News & Updates

Genetically Modified Mosquitoes will be set loose across the US

August 21, 2020

Earlier next year, genetically modified mosquitoes will be at large in the Florida Keys in the US to combat obstinate insect-borne diseases such as Dengue fever and the Zika virus.

The plan was approved this week by the Florida Keys Mosquito Control District and calls for a pilot project in 2021, including the striped-legged Aedes aegypti mosquito, which is not innate to Florida.

But it can spread several diseases to humans, mainly in the Keys island chain, where approximately 50 cases of Dengue fever have been stated so far this year.

The Oxitec biotechnology company plans to release millions of male, genetically-altered mosquitoes to mate with the females that bite humans since they need the blood.

The male mosquitoes that don’t bite would contain a genetic alteration in a protein that would reduce any female descendants unable to survive — thus decreasing the population of the insects that spread disease, in theory.

Kevin Gorman, an Oxitec scientist, said last Thursday that the company has effectively done such projects in the Cayman Islands and Brazil.

“It’s gone extremely well,” Mr. Gorman said.

“We have released over a billion of our mosquitoes over the years. There is no potential for risk to the environment or humans.”

Oxitec notes several studies by government agencies, going from the Environmental Protection Agency to the US Centres for Disease Control and Prevention, which underscores the project’s safety.

Several Florida government agencies have accepted it as well. However, some people are concerned about using genetically-modified organisms, or GMOs, that they consider could alter the planet’s natural balance.

Questions speculate around the ability of the genetically modified mosquitoes to compete and survive against mosquitos already existing naturally.

At a recent meeting of the Florida Keys mosquito control board, several people questioned the project’s astuteness.

“You have no idea what that will do,” Barry Wray, director of the Florida Keys Environmental Coalition, told the board.

Some experts say whether or not the modified mosquitoes can powerfully crash the populace of these mosquitoes in Florida remains an open question.

“The mosquitoes created in a lab have not gone through a natural selection process, in which only the fittest survive and mate.”

“Once they are released in the natural environment, will they be as fit as the naturally occurring males and able to outcompete them for mates?” an expert in mosquito-borne diseases at Indiana University, Max Moreno, is not involved in the company or the pilot project.

One more question is whether the mosquitoes may have other unintentional effects on the environment. If a spider, frog, or bird eats the mosquito, will the modified protein have any outcome on the predator?

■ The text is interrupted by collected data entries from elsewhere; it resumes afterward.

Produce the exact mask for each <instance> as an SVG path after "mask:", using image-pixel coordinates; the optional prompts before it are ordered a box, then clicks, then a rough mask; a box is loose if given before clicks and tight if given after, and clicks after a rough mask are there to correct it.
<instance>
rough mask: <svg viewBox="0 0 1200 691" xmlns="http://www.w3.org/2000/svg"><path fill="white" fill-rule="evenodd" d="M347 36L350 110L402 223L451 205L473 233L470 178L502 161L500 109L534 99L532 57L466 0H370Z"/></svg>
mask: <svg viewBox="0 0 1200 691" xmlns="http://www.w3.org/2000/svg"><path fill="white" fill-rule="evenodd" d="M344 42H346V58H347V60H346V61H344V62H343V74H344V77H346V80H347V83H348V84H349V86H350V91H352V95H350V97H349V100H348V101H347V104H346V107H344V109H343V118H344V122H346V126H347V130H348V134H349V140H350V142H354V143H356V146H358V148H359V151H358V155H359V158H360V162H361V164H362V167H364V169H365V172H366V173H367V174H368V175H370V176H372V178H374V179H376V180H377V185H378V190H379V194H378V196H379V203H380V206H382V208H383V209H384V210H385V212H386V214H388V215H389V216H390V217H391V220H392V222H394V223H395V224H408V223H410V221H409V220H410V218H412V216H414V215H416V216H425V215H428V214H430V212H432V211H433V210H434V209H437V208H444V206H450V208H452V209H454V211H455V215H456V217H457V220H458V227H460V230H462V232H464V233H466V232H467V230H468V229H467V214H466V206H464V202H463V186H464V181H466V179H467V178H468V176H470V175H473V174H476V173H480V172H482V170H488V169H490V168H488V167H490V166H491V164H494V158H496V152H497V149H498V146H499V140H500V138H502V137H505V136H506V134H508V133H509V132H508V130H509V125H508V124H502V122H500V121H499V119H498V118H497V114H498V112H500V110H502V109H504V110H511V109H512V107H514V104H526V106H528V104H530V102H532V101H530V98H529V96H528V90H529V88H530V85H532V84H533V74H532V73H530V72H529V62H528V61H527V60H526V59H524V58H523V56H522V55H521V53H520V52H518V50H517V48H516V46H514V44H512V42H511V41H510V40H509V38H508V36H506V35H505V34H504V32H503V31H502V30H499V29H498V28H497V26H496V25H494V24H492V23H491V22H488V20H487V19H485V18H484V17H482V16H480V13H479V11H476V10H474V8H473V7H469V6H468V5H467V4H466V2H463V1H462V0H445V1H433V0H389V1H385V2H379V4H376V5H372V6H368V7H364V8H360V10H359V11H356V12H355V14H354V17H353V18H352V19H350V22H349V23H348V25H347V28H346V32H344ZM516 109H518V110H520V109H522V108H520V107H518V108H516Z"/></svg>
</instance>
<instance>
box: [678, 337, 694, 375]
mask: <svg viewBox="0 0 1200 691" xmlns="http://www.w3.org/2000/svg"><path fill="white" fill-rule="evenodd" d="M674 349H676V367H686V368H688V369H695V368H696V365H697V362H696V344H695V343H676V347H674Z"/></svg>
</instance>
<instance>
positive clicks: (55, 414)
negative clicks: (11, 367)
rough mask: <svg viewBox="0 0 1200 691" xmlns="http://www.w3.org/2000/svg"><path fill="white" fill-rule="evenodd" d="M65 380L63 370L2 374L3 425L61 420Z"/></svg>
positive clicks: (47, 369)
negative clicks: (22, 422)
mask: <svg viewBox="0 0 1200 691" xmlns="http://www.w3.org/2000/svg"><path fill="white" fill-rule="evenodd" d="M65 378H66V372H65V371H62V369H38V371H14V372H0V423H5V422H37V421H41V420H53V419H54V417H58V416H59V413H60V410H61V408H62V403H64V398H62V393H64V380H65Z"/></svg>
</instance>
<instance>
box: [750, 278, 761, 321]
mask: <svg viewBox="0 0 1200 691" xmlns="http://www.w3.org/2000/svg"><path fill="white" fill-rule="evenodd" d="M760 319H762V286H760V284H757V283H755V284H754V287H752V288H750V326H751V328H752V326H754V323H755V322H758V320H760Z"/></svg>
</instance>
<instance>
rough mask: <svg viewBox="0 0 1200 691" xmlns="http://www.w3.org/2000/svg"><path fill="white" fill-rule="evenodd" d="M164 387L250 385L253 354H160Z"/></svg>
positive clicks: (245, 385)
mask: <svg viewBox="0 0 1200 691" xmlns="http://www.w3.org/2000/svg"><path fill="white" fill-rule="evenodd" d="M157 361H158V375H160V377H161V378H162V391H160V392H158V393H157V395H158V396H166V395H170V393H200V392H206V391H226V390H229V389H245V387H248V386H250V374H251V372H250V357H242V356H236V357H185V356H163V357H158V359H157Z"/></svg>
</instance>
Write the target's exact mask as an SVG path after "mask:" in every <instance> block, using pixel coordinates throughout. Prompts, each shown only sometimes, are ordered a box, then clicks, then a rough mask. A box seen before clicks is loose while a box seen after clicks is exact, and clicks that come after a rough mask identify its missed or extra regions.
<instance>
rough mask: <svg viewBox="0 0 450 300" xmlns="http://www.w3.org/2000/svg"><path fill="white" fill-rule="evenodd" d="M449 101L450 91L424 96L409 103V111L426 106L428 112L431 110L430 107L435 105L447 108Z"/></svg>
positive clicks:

“An ecosystem is so complicated and involves so many species, it would be almost impossible to test them all in advance in a lab,” said Mr. Moreno.

Still, Keys mosquito board members voted four to one in favor of the venture.

One of the supporters, Jill Cranny-Gage, said that insecticides and other chemical means have become less effective against the Aedes aegypti mosquito.

“The science is there. This is something Monroe County needs,” Ms. Cranny-Gage said.

“We’re trying everything in our power, and we’re running out of options.”